Cheesecake. Cheeeeeeeesecake. Cheeeeeeeeeeeesecaaaaaaaaake.
What? I like cheesecake, okay? I like to say it, I like to bake it, I like to smell it, I like to eat it.
Cheesecake. It is good.
My dream cheesecake has a chocolate crust and raspberry topping. Unfortunately, raspberries are fruit and do you know what my husband thinks about fruit? Bad things, that’s what. The man will eat a banana every now and again, but that is the only fruit he likes. He’s so weird. I’m not sure I can stay married to a man that doesn’t enjoy a good berry every now and again.
Enter these cheesecake bites. I swirled some fresh raspberry puree into my portion of cheesecake bites and I swirled in a bit of Nutella for my husband. We both cried tears of joy and decided that maybe our marriage would survive after all. I love a happy ending, don’t you?
These cheesecake bites are so fun. They’re pretty simple too and bake up much faster than a full sized cheesecake. It’s also a lot easier to sneak one of these in your mouth while hiding behind the refrigerator door so that your kids don’t ask if they can have dessert for breakfast too! Not that I would ever do that or anything.

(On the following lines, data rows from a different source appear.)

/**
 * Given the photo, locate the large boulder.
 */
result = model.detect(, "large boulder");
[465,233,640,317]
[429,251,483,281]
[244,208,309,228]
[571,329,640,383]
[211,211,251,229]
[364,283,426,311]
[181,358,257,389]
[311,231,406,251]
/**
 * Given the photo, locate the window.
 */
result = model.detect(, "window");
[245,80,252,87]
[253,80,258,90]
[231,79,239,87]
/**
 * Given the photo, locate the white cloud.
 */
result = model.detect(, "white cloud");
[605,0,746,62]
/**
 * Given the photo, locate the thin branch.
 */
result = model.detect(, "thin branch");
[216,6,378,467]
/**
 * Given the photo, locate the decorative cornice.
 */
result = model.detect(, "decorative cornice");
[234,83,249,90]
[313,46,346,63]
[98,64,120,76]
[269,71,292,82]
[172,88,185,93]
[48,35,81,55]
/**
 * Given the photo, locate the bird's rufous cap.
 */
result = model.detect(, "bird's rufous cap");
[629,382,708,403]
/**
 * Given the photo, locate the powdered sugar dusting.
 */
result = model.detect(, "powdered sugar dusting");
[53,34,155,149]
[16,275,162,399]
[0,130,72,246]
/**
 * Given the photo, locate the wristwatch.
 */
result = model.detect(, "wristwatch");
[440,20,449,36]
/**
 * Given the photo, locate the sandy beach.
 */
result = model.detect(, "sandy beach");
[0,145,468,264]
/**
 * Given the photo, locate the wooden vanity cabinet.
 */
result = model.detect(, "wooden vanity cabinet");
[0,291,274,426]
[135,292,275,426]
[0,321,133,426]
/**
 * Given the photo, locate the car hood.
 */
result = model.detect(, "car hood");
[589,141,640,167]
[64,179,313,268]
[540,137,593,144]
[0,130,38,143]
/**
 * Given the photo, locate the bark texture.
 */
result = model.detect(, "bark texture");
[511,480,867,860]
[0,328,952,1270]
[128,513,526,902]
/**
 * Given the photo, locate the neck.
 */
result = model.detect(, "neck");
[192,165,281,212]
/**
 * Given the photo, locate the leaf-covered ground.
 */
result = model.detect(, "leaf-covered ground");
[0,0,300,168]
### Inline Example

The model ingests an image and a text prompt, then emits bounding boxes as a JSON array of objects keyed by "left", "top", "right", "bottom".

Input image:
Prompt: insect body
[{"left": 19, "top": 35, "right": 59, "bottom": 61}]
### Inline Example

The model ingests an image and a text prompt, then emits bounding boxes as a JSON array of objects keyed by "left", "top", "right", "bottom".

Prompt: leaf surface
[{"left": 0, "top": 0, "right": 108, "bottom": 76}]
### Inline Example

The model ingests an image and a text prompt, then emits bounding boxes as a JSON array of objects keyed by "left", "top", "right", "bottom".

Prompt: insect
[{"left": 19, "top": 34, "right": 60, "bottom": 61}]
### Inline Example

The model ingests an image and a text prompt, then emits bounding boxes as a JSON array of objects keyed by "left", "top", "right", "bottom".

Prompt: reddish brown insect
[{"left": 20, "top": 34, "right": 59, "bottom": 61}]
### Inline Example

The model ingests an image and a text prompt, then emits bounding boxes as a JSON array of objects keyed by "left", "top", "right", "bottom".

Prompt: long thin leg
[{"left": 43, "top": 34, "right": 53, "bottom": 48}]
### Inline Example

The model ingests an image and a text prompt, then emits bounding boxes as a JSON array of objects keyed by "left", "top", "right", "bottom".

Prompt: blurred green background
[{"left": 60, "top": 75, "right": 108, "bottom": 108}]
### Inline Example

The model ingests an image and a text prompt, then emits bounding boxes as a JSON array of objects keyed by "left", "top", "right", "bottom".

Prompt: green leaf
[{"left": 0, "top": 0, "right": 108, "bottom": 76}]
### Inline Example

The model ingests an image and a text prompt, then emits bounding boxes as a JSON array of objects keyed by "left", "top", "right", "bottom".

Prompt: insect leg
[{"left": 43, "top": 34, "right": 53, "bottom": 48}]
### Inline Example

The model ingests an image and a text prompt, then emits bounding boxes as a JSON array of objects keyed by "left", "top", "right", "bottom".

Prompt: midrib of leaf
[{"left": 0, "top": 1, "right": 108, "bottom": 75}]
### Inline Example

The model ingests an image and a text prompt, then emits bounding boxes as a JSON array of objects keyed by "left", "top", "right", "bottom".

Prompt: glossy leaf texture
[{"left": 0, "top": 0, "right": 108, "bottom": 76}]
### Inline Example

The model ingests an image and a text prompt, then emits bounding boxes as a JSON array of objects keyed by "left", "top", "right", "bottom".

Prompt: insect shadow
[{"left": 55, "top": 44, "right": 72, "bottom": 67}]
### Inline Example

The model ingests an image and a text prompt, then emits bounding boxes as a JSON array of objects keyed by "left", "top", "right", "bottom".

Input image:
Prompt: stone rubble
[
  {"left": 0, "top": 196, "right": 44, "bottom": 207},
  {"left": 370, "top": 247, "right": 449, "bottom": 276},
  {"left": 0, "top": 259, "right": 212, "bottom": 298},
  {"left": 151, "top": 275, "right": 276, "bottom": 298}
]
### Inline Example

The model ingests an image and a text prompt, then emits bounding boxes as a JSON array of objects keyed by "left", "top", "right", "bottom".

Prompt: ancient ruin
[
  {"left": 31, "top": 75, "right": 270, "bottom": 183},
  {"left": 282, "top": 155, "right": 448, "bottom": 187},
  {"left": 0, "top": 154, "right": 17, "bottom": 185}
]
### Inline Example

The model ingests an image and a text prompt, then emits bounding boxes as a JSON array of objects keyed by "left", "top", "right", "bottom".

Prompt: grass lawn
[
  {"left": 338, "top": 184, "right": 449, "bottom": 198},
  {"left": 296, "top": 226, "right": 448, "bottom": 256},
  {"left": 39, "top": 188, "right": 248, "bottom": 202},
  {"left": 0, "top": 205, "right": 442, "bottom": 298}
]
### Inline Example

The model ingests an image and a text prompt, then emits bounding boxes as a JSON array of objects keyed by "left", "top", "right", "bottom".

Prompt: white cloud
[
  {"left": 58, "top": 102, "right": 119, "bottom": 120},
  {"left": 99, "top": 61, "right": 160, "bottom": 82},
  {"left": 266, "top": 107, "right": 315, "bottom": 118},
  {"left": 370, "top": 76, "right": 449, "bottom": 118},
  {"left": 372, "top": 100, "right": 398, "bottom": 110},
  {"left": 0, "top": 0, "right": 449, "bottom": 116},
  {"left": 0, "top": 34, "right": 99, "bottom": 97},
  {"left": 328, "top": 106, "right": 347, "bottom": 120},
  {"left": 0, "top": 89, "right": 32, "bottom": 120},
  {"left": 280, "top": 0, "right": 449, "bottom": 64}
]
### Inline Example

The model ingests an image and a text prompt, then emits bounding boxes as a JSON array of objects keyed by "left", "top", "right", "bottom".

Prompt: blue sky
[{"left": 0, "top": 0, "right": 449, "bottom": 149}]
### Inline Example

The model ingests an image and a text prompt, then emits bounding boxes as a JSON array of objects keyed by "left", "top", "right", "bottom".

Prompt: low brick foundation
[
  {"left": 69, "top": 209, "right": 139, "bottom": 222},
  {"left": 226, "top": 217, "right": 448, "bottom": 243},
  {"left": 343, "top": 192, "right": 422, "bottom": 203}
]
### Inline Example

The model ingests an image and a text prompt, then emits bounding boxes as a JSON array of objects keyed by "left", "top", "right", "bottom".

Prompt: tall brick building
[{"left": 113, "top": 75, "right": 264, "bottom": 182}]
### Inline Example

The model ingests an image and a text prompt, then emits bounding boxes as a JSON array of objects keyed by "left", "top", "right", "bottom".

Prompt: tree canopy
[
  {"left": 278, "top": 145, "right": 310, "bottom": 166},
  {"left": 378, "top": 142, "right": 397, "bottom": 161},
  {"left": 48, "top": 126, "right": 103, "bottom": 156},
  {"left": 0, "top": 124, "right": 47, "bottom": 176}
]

slightly adapted from Annie’s Eats (whose blog I ADORE
For the crust:
- 2 cups Oreo crumbs (just crush the cookies, filling and all, in a food processor or blender)
- 4 tbsp butter, melted
For the topping:
- 6 oz fresh raspberries
- 2 tbsp sugar
- Nutella, chocolate, caramel topping (only if you want a variety of toppings, optional)
For the filling:
- 2 lbs cream cheese (4 8oz packages), at room temperature
- 1 1/2 cups sugar
- Pinch of salt
- 1 tsp vanilla extract
- 4 large eggs, room temperature
Preheat the oven to 325 degrees. Enlist your children to line the muffin pans with paper liners. Combine the crust ingredients in a small bowl. Stir together with a fork until the Oreo crumbs are moist. Spoon 1 tbsp of the crust into each paper liner. Press flat with the back of a spoon. Bake for 5 minutes to set the crust. Transfer to a cooling rack.
To make the topping, add the raspberries and sugar to a blender or food processor and process until smooth. Press through a fine mesh sieve to remove the seeds. Set aside.
To make the filling, add the cream cheese to the bowl of your mixer. Beat the cream cheese until fluffy on medium speed. Beat in the sugar until the mixture is smooth. Mix in the salt and vanilla. Add the eggs one at a time beating until each is fully incorporated.
To assemble, add 3 tablespoons of filling to each cupcake liner/crust. Dot a 1/2 teaspoon of whichever filling you are using (I vote for raspberry!) on to the batter 3 times. You should have 3 separate dots of filling, 1/2 teaspoon each. Use a toothpick to lightly swirl the filling in to the batter creating a pretty swirl. Repeat with the remaining cupcakes.
Bake until the filling is set, about 22 minutes, rotating the pans half way through. Cool to room temperature on a wire rack. Transfer to the refrigerator and let chill at least 4 hours before serving.
Yield: between 24 and 30 cupcakes – I had enough filling for 30 cupcakes, but only enough crust for 24. That being said, I went heavy with the crust because I like lots!